Omicron. Unvaccinated pregnant women are more vulnerable to infection

The risk of severe covid-19 is particularly acute in the third trimester and raises the prospect of prematurity and stillbirth. It also raises the possibility of long-term health problems.

Early clinical trials of covid-19 vaccines excluded a large number of pregnant women, but also, they themselves walked away from the trials because they were confronted with confusing messages and misinformation about the dangers to their unborn children.

For example, outside, in Britain about 75% and in the United States (65%) of pregnant women to date have not been vaccinated. Thus, this demographic group is placed among those most at risk of infection and exposed to severe forms of the disease as the rapidly spreading omicron strain spreads around the world.

At least 17 pregnant women and four babies died from covid-19 in England between May and October, according to data published last week. During that period, 98% of pregnant women admitted to intensive care were not vaccinated.

In addition, as of July, one in five covid-19 patients receiving treatment in that nation through a special lung bypass machine was an unvaccinated mother-to-be.

"The uptake of vaccination in pregnant women is depressing and a significant number of women have suffered serious harm as a result," said the UK's chief medical adviser, Dr. Chris Whitty. "Pregnancy is a period of vulnerability. We should have made this point even clearer earlier."

There is little information about this group of people. While worldwide data has shown that vaccines are safe and effective for most ordinary people, the absence of pregnant women in early vaccine trials has resulted in a hesitancy that is hard to shake.

Vaccine hesitancy complicates the immunocompromised state caused in pregnant women by their bodies' efforts to make the fetus develop. The risk of severe covid-19 is particularly acute in the third trimester and raises the prospect of prematurity and stillbirth. It also raises the possibility of long-term health problems for the pregnant woman.

Many maternal care experts have seen this happen, said Dr. Pat O'Brien, vice president of the Royal College of Obstetricians and Gynaecologists.

"We were concerned from day one that it might be worse in pregnant women than in other people, because other respiratory viruses have been, like Sars and influenza," he said, suggesting that women should be included in vaccination processes "when it is safe to do so at an early stage in all trials of new drugs and vaccines."

At least one junkie tried it. In February, Pfizer began a mid-stage trial in pregnant women before moving to advanced testing in June.
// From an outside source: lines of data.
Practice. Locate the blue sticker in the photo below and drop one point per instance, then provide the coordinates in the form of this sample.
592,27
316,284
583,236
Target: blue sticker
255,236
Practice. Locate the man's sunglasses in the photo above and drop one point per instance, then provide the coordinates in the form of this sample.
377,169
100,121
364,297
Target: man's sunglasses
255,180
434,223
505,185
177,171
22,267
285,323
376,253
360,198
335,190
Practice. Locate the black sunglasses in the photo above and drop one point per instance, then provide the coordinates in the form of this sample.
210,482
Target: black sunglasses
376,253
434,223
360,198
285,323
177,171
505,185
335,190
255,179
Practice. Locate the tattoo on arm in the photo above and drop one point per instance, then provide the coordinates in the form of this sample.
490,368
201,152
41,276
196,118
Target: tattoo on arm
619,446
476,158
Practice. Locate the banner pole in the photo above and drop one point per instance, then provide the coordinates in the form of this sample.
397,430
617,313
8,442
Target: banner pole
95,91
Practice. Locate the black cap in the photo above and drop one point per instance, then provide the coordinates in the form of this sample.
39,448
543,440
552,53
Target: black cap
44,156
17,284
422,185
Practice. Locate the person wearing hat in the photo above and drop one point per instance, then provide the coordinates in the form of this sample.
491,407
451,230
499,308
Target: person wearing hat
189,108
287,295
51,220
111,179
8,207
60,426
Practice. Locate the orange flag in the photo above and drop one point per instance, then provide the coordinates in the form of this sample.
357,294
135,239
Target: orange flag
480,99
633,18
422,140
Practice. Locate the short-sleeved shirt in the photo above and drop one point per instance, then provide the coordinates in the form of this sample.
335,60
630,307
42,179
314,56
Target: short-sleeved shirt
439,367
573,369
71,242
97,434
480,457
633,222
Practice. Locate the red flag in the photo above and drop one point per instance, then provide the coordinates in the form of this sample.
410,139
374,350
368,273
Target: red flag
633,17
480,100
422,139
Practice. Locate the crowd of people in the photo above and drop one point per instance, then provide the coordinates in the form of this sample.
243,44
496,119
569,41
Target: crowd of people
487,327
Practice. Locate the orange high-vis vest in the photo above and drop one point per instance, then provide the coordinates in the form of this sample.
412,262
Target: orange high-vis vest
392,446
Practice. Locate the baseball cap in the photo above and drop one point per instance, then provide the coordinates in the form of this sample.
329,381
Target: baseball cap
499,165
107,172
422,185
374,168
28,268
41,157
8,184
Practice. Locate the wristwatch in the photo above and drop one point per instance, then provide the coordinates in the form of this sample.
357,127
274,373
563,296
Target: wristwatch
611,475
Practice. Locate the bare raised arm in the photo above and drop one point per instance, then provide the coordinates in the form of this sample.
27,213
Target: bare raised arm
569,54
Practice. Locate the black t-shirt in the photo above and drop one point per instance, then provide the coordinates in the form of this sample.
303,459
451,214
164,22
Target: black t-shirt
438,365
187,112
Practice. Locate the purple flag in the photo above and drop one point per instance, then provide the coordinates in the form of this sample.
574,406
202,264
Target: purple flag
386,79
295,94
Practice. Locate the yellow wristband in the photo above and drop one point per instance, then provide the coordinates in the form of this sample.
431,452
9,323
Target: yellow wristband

But low enrollment and the ethical dilemma of giving pregnant women placebos when vaccines had already been recommended caused the trial to be stopped with less than 10% of its target, 4,000 volunteers.

"I think this has opened the eyes and the potential for regulators and manufacturers to start pregnancy studies earlier," said Pfizer's vice president of vaccine research and development, Dr. Alejandra Gurtman.

The problem is deciding what is a better time to include pregnant women. Vaccines must be demonstrated to be safe in the general population before authorities can expose unborn children.

 

"If we were not in such an 'all-out' pandemic mode, we probably could have started a trial earlier in pregnant women," said US Food and Drug Administration vaccine program chief Dr. Peter Marks.

"If I were drafting this from scratch again, probably within a few months after we received the safety data from the phase three clinical trials, we probably could have started a trial in pregnant women," he said.

Some of the reticence comes from history. Although not a vaccine, in the 1950s a drug called thalidomide was prescribed for nausea of early pregnancy. It severely affected limb development in children and affected more than 10,000 babies, half of whom died.

A lack of information about vaccine safety in the first trimester and an excess of misinformation on social media, especially about the impact vaccines could have on a growing baby and fertility, have not helped.

Recall that one "news" went so far as to suggest vaccines caused miscarriages.

Dr. Laura Magee, an obstetrician in Britain, said that the similarity between a protein in the developing placenta and the virus spike protein raised concerns that antibodies from the vaccine might attack the placenta, although studies have shown that this is not the case.

"There is no basis for any concern that the antibodies that are produced as a result of vaccination acceptance will interfere with placental development," she said.

Clinical trials have also shown that the vaccines had no impact on fertility. The same is true for birth outcomes, stillbirths (stillbirths) or low birth weights, according to data from the UK Health Security Agency.

Such assurances failed to make a big difference, suggesting the need for better communication and earlier involvement of pregnant women.

The British drug regulator says it is looking into "how developers of new drugs and vaccines could improve the inclusion of pregnant women in studies." One way would be to start trials when early trials have established safety and advanced trials are underway, as Pfizer did with teenage girls.

For Dr. Ruth Faden, a bioethicist at Johns Hopkins who is involved in the Prevent working group, - which has drafted guidance on vaccines in epidemics and pregnant women in 2019 - covid-19 shows why a serious rethink is needed.

"The experience of this pandemic, which went so badly for pregnant women. I am hopeful that it will be enough to at least in the epidemic-vaccine space to result in some changes in the future," he said.